Vor allem Wirtschaftsverbände werden nicht müde, vor einem weiteren Fachkräftemangel zu warnen. Immer häufiger müssten Aufträge abgelehnt werden, weil es an Fachleuten fehle, klagen Firmen immer wieder. Unterstützung bekam die Wirtschaft im vergangenen Sommer vom Bundeswirtschaftsministerium; nach einer Studie des Ministeriums hat der Fachkräftemangel allein im Jahr 2007 rund 20 Milliarden Euro Verluste verursacht.

Dagegen halten Arbeitsmarktforscher die Klagen über einen Fachkräftemangel für überzogen. "Der Arbeitsmarkt ist keineswegs leer gefegt.

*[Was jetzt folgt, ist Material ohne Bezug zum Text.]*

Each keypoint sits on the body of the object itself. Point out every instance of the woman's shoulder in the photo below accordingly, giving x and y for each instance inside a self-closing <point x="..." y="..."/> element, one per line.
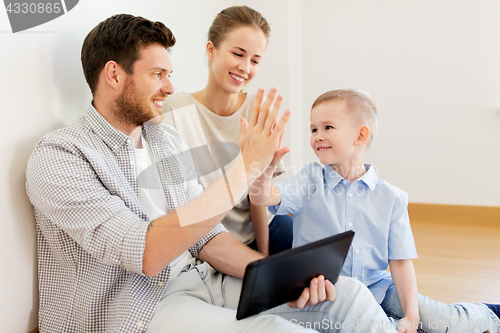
<point x="178" y="100"/>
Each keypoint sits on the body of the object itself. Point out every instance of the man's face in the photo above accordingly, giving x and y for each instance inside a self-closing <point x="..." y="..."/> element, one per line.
<point x="146" y="88"/>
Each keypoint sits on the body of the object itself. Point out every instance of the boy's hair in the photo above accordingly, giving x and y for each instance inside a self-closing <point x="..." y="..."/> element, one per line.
<point x="120" y="38"/>
<point x="358" y="104"/>
<point x="234" y="17"/>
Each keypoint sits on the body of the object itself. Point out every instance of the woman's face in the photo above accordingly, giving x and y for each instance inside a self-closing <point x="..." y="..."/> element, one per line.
<point x="234" y="63"/>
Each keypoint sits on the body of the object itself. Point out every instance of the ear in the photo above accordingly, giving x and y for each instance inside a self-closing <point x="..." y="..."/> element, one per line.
<point x="114" y="75"/>
<point x="362" y="136"/>
<point x="210" y="50"/>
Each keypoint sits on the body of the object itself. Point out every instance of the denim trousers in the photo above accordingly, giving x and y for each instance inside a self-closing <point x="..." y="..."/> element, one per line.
<point x="437" y="317"/>
<point x="201" y="299"/>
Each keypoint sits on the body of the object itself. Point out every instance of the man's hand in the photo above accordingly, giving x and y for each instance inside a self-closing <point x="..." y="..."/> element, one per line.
<point x="319" y="290"/>
<point x="408" y="326"/>
<point x="260" y="138"/>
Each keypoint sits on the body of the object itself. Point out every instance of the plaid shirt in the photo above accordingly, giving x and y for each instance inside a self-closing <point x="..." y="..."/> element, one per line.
<point x="91" y="226"/>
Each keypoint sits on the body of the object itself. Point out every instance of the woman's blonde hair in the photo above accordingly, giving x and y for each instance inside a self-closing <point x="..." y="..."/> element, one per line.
<point x="233" y="17"/>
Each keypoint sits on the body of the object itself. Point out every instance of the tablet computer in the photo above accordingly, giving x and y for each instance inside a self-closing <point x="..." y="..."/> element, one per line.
<point x="282" y="277"/>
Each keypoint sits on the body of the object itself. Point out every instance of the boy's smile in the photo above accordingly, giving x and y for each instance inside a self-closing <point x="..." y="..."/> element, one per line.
<point x="333" y="135"/>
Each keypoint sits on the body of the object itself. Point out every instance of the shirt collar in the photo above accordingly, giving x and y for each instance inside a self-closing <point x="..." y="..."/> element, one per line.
<point x="333" y="178"/>
<point x="370" y="177"/>
<point x="113" y="137"/>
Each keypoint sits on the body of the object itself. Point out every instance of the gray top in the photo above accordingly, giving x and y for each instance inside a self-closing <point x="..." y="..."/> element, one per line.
<point x="199" y="126"/>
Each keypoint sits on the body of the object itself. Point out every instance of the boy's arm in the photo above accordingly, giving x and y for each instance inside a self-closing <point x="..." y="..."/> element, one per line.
<point x="262" y="192"/>
<point x="258" y="216"/>
<point x="403" y="276"/>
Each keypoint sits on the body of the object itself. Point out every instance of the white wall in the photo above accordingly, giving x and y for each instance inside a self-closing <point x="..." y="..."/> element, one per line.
<point x="432" y="68"/>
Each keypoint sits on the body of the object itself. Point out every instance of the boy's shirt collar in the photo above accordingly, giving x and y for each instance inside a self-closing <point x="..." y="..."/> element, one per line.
<point x="333" y="178"/>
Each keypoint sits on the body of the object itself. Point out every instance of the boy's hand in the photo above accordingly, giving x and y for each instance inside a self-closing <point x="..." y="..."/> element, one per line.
<point x="407" y="326"/>
<point x="319" y="290"/>
<point x="260" y="138"/>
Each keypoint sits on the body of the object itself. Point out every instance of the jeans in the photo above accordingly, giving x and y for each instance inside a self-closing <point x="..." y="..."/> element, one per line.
<point x="204" y="300"/>
<point x="280" y="234"/>
<point x="437" y="317"/>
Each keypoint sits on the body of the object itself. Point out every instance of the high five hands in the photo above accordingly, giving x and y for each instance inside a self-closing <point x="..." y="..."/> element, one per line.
<point x="260" y="138"/>
<point x="260" y="144"/>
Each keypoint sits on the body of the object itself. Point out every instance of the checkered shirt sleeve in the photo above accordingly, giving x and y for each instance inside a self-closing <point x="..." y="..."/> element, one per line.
<point x="91" y="227"/>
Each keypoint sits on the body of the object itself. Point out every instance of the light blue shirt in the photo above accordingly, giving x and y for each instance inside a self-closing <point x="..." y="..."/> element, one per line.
<point x="322" y="203"/>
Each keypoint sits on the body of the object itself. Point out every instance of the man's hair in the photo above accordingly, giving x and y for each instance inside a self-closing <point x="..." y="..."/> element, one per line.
<point x="234" y="17"/>
<point x="358" y="104"/>
<point x="120" y="38"/>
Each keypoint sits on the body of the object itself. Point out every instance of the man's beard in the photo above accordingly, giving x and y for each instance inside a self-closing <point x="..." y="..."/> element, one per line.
<point x="131" y="107"/>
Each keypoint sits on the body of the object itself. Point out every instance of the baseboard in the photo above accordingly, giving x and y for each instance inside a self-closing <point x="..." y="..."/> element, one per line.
<point x="420" y="212"/>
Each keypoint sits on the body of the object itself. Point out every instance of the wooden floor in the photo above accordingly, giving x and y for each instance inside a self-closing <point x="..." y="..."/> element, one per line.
<point x="458" y="262"/>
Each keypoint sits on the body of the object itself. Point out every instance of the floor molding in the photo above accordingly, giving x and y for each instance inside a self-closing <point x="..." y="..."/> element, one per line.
<point x="420" y="212"/>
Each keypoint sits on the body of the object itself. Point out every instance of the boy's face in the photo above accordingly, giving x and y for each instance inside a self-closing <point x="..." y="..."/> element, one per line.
<point x="333" y="134"/>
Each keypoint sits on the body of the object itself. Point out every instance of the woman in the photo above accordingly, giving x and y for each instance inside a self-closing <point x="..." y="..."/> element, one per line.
<point x="236" y="43"/>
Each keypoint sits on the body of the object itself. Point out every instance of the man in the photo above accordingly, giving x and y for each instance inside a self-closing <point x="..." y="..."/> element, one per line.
<point x="117" y="256"/>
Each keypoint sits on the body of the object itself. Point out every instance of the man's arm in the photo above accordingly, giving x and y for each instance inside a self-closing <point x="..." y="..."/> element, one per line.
<point x="174" y="233"/>
<point x="258" y="216"/>
<point x="403" y="276"/>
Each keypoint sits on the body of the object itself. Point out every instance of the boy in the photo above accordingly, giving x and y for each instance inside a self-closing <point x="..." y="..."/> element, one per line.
<point x="346" y="194"/>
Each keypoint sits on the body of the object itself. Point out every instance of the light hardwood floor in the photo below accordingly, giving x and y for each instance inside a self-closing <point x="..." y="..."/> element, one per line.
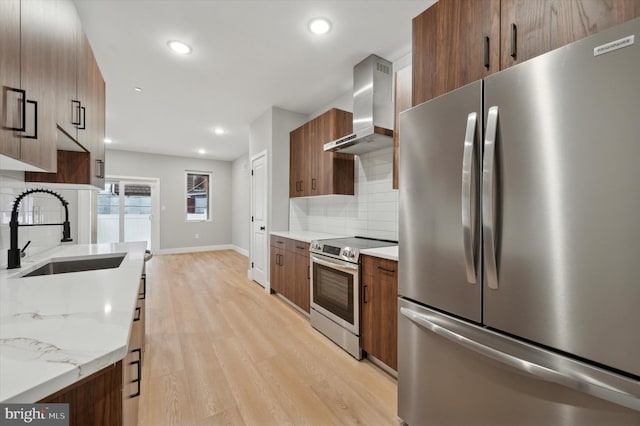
<point x="220" y="350"/>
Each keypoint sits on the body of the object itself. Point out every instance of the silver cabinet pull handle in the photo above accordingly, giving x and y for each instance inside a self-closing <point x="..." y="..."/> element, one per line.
<point x="468" y="231"/>
<point x="488" y="198"/>
<point x="571" y="379"/>
<point x="23" y="109"/>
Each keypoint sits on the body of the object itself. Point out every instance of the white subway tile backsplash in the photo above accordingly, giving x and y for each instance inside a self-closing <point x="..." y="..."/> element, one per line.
<point x="371" y="212"/>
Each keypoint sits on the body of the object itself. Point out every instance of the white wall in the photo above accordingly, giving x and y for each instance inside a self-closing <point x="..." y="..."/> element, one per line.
<point x="241" y="203"/>
<point x="175" y="232"/>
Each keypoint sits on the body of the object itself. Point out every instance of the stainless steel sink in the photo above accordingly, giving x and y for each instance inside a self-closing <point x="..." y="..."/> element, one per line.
<point x="77" y="264"/>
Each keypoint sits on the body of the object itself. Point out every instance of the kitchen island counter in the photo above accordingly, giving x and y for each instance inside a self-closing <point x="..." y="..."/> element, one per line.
<point x="58" y="329"/>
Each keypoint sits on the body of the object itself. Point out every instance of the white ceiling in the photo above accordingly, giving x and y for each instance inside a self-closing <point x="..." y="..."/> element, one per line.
<point x="248" y="55"/>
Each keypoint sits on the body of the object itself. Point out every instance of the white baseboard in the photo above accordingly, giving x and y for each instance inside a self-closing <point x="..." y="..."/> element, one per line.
<point x="197" y="249"/>
<point x="240" y="250"/>
<point x="205" y="248"/>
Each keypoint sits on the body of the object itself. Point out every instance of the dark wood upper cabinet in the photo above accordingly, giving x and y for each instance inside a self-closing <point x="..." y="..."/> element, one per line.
<point x="531" y="28"/>
<point x="68" y="112"/>
<point x="29" y="63"/>
<point x="71" y="118"/>
<point x="289" y="266"/>
<point x="455" y="42"/>
<point x="314" y="171"/>
<point x="10" y="77"/>
<point x="402" y="102"/>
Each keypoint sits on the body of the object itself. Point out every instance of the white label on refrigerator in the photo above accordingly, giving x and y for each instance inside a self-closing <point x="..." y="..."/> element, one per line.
<point x="614" y="45"/>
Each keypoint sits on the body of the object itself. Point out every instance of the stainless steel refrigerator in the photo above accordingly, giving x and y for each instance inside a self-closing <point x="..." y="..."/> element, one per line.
<point x="519" y="272"/>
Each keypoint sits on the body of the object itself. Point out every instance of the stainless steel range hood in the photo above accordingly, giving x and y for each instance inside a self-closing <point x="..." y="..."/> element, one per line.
<point x="372" y="109"/>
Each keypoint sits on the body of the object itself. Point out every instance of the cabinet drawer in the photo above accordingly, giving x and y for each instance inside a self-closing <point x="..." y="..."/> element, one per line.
<point x="382" y="268"/>
<point x="299" y="247"/>
<point x="278" y="241"/>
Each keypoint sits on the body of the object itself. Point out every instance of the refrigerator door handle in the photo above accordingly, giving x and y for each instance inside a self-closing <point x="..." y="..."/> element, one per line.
<point x="570" y="379"/>
<point x="468" y="210"/>
<point x="488" y="198"/>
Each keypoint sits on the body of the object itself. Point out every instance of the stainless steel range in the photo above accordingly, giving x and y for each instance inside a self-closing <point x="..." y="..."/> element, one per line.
<point x="335" y="288"/>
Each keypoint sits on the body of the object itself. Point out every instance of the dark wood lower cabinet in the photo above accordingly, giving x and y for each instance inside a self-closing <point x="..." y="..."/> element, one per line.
<point x="290" y="271"/>
<point x="380" y="309"/>
<point x="95" y="400"/>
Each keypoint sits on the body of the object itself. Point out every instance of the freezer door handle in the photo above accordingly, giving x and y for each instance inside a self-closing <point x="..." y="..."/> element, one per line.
<point x="488" y="198"/>
<point x="468" y="193"/>
<point x="572" y="379"/>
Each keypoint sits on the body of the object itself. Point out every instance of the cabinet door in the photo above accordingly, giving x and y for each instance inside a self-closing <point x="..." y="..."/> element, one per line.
<point x="67" y="28"/>
<point x="297" y="161"/>
<point x="342" y="165"/>
<point x="302" y="282"/>
<point x="531" y="28"/>
<point x="10" y="77"/>
<point x="320" y="178"/>
<point x="38" y="68"/>
<point x="379" y="309"/>
<point x="402" y="102"/>
<point x="97" y="154"/>
<point x="276" y="278"/>
<point x="455" y="42"/>
<point x="332" y="172"/>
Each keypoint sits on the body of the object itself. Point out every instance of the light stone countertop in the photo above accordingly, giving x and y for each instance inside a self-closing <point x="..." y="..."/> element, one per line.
<point x="58" y="329"/>
<point x="390" y="253"/>
<point x="307" y="236"/>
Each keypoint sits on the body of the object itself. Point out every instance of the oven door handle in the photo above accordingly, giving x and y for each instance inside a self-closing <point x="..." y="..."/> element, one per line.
<point x="343" y="266"/>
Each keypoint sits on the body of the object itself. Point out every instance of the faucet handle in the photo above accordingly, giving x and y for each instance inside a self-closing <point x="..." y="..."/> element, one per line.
<point x="22" y="253"/>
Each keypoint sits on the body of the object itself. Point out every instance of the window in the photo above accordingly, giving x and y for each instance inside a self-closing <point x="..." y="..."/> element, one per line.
<point x="198" y="196"/>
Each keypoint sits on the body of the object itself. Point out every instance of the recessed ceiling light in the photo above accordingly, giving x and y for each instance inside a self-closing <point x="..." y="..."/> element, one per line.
<point x="179" y="47"/>
<point x="319" y="26"/>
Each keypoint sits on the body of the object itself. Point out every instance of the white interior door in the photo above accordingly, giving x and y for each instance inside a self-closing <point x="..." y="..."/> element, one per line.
<point x="259" y="235"/>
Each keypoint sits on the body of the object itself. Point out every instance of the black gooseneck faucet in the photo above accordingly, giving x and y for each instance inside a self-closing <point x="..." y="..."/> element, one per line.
<point x="14" y="251"/>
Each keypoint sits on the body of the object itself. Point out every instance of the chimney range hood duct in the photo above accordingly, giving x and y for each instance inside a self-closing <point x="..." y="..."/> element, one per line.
<point x="372" y="109"/>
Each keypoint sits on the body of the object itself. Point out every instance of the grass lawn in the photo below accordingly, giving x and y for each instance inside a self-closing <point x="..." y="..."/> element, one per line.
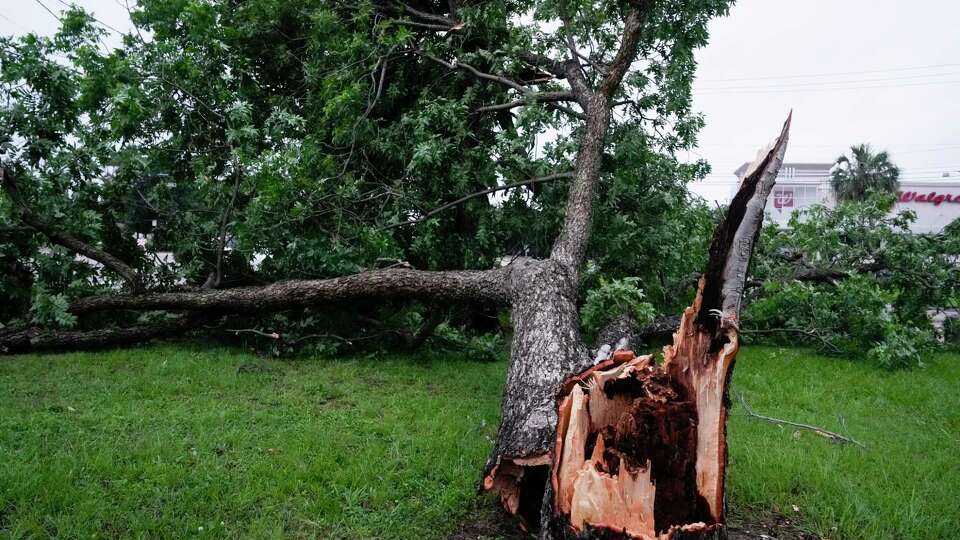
<point x="175" y="440"/>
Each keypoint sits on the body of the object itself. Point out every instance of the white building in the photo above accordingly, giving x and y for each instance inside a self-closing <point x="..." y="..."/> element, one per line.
<point x="801" y="185"/>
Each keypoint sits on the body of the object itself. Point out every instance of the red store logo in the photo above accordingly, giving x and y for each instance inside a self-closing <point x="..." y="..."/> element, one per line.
<point x="933" y="197"/>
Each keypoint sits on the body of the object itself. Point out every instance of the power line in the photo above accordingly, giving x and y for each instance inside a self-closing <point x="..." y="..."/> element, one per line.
<point x="852" y="81"/>
<point x="834" y="74"/>
<point x="772" y="90"/>
<point x="44" y="6"/>
<point x="71" y="6"/>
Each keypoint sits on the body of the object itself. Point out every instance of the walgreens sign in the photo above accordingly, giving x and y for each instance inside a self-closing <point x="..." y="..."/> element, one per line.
<point x="933" y="197"/>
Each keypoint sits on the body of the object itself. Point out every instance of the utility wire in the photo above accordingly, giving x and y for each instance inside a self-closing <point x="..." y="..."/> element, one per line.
<point x="834" y="74"/>
<point x="44" y="6"/>
<point x="71" y="6"/>
<point x="821" y="83"/>
<point x="773" y="90"/>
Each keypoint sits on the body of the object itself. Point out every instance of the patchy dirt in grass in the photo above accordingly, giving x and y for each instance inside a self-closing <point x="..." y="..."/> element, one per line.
<point x="487" y="521"/>
<point x="773" y="526"/>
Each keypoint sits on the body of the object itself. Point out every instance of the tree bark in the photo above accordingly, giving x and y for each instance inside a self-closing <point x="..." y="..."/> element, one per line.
<point x="625" y="448"/>
<point x="392" y="283"/>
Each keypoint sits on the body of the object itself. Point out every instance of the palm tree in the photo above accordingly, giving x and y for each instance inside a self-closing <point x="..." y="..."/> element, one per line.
<point x="864" y="171"/>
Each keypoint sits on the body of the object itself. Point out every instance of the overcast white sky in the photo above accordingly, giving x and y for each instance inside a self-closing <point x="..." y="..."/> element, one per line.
<point x="886" y="72"/>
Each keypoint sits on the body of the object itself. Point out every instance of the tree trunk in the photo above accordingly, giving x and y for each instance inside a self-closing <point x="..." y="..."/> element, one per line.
<point x="626" y="448"/>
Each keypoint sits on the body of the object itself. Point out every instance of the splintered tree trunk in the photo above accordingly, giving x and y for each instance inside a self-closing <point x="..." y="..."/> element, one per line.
<point x="627" y="448"/>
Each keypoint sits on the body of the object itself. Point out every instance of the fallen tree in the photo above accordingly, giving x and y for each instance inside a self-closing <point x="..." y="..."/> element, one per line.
<point x="620" y="448"/>
<point x="655" y="435"/>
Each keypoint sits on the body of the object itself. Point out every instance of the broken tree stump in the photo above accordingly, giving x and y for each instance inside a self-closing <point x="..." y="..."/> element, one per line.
<point x="639" y="449"/>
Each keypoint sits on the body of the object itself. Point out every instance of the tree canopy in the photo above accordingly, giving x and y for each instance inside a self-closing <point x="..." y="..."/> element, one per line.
<point x="865" y="170"/>
<point x="238" y="143"/>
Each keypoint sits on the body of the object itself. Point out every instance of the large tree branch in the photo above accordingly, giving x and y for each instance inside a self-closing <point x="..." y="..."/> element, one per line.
<point x="570" y="245"/>
<point x="37" y="339"/>
<point x="538" y="97"/>
<point x="66" y="240"/>
<point x="400" y="7"/>
<point x="488" y="285"/>
<point x="628" y="48"/>
<point x="466" y="198"/>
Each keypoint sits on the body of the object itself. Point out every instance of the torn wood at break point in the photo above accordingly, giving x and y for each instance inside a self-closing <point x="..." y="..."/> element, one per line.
<point x="640" y="449"/>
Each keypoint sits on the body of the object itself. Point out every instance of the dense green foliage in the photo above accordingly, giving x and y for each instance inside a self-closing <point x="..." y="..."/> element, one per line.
<point x="164" y="441"/>
<point x="864" y="171"/>
<point x="876" y="281"/>
<point x="299" y="138"/>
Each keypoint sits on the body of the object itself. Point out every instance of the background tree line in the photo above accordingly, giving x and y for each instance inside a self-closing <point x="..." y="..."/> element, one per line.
<point x="257" y="144"/>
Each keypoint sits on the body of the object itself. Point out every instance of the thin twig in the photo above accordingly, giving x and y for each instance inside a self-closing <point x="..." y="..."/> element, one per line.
<point x="237" y="331"/>
<point x="818" y="430"/>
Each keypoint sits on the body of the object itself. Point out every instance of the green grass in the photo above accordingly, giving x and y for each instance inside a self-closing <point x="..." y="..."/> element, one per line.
<point x="904" y="485"/>
<point x="174" y="441"/>
<point x="171" y="442"/>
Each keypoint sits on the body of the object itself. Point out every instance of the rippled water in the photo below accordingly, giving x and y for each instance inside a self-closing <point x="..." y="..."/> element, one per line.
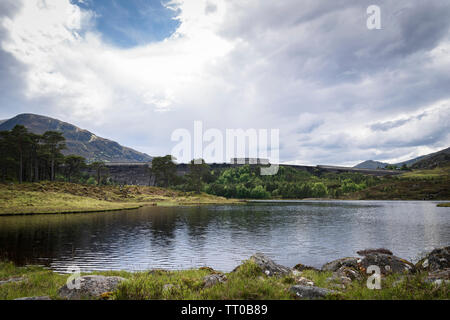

Es gibt noch immer arbeitslose 30.000 Ingenieure in Deutschland", stellte etwa die wissenschaftliche Mitarbeiterin der des Nürnberger Instituts für Arbeitsmarkt- und Berufsforschung (IAB), Franziska Schreyer, noch Mitte vergangenem Jahr fest. Dennoch räumte sie ein: "In einigen Teilbereichen hat sich der Arbeitsmarkt etwas verengt". So manche freie Ingenieursstelle ließe sich allerdings besetzen, wenn Unternehmen bereit wären, ältere Ingenieure und Frauen einzustellen. Nach BA-Einschätzung haben es manche Unternehmen offenbar auch versäumt, ihre Ingenieurs-Gehälter an die neue Marktsituation anzupassen: Wer guten Ingenieurnachwuchs wolle, müsse ihn besser bezahlen.